Fool For Love movie review: Satarupa Sanyal helms a gentle, quiet little film about the wicked ways of love

Quite like the old, dark house it’s set in, Fool for Love, the new Large Short Film, appears to belong to another cinematic era. It has the material and narrative furniture to match, and is generously doused in classical and moody pop music. The subject is love, perhaps the oldest one of them all, and features Bittu (Ritabhari Chakraborty) pining away in this house full of beautiful things, all reflecting the absence of her beloved Allen (Anurag Kashyap). Everything is designed and arranged to give off an antique air; even the camera floats dreamily from one room to another.
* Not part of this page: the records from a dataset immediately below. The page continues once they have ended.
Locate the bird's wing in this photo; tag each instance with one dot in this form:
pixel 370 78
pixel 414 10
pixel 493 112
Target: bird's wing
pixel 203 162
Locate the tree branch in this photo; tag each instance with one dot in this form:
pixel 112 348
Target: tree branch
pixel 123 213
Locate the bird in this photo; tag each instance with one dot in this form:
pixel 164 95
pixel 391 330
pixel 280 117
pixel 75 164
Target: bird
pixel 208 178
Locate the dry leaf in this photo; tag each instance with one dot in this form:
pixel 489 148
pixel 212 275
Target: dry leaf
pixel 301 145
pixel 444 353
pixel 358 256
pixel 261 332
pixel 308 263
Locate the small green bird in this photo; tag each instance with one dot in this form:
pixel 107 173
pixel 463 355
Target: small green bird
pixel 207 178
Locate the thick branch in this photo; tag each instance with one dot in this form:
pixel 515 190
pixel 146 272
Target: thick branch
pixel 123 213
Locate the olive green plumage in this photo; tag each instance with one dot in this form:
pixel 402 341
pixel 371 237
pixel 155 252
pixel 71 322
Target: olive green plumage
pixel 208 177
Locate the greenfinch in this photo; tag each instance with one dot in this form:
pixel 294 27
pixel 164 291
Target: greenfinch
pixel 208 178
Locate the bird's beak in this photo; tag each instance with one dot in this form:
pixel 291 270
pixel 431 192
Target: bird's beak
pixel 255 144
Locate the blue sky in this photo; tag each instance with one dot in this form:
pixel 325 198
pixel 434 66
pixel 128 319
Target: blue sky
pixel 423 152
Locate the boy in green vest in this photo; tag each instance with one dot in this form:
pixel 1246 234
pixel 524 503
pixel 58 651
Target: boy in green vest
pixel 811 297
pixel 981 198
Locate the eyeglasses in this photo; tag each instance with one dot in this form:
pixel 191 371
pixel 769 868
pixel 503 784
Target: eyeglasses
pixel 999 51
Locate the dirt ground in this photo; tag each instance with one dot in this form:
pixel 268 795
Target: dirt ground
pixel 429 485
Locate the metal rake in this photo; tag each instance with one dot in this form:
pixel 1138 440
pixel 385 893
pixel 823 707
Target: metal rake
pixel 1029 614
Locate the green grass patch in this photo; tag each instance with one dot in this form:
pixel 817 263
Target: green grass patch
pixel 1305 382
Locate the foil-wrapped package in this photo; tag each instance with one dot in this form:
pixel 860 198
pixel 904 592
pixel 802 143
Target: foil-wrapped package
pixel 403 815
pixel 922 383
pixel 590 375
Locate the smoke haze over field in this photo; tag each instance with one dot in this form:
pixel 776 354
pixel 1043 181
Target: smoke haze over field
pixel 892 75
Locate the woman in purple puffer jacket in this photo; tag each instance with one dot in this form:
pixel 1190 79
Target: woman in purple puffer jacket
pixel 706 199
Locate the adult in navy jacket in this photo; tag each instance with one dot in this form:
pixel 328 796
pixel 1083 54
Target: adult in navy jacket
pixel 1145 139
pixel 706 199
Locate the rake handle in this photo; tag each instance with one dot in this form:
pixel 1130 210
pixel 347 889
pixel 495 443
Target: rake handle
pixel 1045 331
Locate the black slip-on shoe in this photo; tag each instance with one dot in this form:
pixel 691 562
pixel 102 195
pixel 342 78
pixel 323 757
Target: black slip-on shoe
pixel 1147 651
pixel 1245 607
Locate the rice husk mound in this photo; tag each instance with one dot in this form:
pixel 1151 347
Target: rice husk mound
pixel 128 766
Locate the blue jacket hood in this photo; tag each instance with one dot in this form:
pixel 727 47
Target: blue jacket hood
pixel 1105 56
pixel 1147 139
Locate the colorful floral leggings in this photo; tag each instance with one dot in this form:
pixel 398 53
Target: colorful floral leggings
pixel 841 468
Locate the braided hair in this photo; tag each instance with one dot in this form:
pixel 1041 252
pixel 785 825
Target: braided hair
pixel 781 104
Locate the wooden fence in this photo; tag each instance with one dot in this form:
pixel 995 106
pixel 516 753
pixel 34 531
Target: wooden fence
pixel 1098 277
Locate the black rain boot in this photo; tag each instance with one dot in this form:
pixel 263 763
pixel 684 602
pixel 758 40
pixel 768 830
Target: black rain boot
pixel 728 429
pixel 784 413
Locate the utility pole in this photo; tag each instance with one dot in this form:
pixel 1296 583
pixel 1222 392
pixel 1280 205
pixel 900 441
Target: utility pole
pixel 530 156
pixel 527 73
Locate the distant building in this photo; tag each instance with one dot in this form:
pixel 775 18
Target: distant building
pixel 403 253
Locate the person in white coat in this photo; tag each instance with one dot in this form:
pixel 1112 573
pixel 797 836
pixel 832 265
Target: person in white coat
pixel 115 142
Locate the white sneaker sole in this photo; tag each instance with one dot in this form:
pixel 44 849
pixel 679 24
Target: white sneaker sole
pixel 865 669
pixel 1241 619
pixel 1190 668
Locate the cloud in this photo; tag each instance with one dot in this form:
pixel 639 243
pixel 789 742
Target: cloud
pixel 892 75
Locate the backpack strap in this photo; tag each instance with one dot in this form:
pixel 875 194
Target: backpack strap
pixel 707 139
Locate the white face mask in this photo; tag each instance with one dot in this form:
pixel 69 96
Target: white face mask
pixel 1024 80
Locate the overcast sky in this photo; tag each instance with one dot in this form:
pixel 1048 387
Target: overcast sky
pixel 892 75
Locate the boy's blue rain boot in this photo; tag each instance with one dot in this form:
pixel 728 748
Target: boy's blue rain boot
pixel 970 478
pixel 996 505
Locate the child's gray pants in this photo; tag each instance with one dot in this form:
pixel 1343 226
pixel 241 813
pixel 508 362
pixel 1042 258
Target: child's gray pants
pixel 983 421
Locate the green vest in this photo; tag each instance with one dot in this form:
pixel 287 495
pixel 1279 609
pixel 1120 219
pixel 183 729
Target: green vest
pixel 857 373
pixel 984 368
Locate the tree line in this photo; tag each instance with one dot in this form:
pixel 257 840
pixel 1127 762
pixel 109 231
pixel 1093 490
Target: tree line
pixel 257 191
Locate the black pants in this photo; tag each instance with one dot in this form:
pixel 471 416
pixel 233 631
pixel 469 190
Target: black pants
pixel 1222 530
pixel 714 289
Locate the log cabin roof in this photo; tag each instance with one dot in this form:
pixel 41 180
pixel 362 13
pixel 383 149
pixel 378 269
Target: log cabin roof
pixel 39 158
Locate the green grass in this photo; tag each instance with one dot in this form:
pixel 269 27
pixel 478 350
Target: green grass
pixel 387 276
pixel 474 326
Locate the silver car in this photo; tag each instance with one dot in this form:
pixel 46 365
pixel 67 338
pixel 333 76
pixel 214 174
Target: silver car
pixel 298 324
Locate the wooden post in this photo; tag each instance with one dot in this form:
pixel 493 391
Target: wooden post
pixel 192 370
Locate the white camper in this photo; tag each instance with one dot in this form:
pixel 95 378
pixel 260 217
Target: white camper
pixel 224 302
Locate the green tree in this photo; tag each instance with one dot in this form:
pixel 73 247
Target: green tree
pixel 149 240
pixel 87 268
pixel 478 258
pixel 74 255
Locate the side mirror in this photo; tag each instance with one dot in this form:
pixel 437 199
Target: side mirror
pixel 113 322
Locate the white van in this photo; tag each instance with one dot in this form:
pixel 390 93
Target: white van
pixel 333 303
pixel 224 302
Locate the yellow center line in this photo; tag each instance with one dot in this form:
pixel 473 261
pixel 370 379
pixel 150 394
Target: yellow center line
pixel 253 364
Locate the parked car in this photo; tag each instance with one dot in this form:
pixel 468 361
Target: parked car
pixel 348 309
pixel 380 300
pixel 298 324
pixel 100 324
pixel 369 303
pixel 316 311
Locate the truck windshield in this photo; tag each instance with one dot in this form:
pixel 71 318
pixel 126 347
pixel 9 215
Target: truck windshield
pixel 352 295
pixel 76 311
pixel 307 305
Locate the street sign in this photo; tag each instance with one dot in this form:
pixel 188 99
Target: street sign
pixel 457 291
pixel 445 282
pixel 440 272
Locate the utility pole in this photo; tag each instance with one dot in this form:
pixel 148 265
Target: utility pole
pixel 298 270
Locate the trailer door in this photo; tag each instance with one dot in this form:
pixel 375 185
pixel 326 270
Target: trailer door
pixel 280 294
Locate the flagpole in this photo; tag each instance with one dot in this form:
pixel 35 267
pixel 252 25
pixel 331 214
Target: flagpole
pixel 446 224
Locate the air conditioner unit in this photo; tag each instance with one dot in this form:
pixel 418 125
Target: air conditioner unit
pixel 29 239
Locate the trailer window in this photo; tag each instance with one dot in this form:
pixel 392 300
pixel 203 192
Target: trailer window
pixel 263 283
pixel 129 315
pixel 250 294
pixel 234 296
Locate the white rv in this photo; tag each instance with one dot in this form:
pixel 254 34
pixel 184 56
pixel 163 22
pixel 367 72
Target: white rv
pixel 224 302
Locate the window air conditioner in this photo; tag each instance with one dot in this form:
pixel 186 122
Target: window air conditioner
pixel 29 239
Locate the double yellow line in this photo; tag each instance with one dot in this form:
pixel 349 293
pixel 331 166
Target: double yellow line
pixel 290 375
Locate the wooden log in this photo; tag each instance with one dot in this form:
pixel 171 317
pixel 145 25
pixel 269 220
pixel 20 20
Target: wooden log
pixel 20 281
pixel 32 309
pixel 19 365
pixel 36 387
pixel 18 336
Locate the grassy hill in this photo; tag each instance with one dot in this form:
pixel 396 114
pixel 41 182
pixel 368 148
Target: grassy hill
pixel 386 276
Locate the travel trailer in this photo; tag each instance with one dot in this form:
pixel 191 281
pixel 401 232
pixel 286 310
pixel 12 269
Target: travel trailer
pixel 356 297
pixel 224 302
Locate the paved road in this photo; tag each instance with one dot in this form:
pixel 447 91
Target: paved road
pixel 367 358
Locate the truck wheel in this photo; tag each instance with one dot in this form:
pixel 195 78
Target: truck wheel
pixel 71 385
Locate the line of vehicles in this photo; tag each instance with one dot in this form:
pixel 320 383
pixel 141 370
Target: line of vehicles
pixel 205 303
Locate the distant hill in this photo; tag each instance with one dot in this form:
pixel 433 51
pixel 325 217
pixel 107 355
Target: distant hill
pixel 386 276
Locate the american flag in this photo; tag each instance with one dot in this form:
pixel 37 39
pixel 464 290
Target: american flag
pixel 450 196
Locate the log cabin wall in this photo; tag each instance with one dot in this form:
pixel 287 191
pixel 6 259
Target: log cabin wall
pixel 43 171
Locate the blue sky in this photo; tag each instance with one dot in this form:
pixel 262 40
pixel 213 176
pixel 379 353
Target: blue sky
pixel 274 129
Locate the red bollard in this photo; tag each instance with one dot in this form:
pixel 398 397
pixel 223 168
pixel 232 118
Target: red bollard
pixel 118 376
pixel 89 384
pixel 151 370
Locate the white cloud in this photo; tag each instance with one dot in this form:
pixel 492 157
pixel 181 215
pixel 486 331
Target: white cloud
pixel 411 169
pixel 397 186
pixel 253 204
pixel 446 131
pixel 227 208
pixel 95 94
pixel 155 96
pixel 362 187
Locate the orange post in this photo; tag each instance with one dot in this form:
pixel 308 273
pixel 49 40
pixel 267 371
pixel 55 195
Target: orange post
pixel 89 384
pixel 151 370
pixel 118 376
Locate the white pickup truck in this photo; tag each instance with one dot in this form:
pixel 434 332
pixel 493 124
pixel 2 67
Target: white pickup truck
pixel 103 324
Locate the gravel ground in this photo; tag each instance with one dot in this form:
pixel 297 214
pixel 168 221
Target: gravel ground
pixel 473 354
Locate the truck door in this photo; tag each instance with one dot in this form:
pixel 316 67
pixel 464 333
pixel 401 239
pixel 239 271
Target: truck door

But Fool for Love never becomes anything more than a mood-piece, the film equivalent of chamber music that plays at the edge of your consciousness and vanishes without leaving a trace.

The film begins with Bittu bringing a man home after a date. She asks him to wait in the living room while she goes inside for a bit. She returns to find Allen in the house, standing beside the date, who is squirming away on the floor, tied-up with his mouth taped. Allen is revealed to be her husband, a man perpetually away on dangerous jobs organised by dangerous people. A brief altercation leads to furious lovemaking concluding in tears, the pair going through the motions of a love ravaged by separation.

Kashyap’s relatively recent foray into acting has delivered mixed results. In a film miles away from his filmmaking aesthetic, his performance is regulation at best. He fits snugly into the roguish aspect of his character, but fails to land the charm with equal aplomb. Director Satarupa Sanyal’s uninspired blocking choices leave a lot to be desired, thereby affecting the impact of the lead pair’s performances. The production design, lighting and the warm music sets us up for an immersive experience, but once the pair’s chemistry is hampered, the film starts to wobble.

That said, one must applaud the simplicity that Sanyal strives for, by far the strongest aspect of the film. In the age of ‘content’ lusting after milking contemporary issues in the quickest and driest manner possible, Fool for Love comes as a breath of fresh air. Love can survive the most blunt iterations and hallucinations of misled civilisations. Sanyal’s film might be let down most by the miserably contrived ending, but its intent and contentment with a simple tale of two lovers is laudable.

As it stands, Fool for Love is a gentle and quiet little film about the wicked ways of love. It doesn’t have a lot to say. But that’s hardly an issue. For love makes us question all rational ideas and philosophies without raising its voice. It goes where it wants, does what it feels like. Untrammelled and unsparing in both its blessings and guises, it makes the observer prone to quick judgment and offence. Sanyal paints a picture of the intimate, private vernacular that exists when two people in love are separated by time and distance. It isn’t an easy task. And she fails more than she succeeds, thus making her film seem like it could have fit into a simpler, earlier period. But her film hangs perilously on a promise that may or may not be fulfilled, if it was ever made in the first place. Her use of a tiny detail or two to tease that out makes good on her effort to make a simple, beautiful little film. Had it been matched with better writing and inspired shot-making, it could have been truly edifying fare.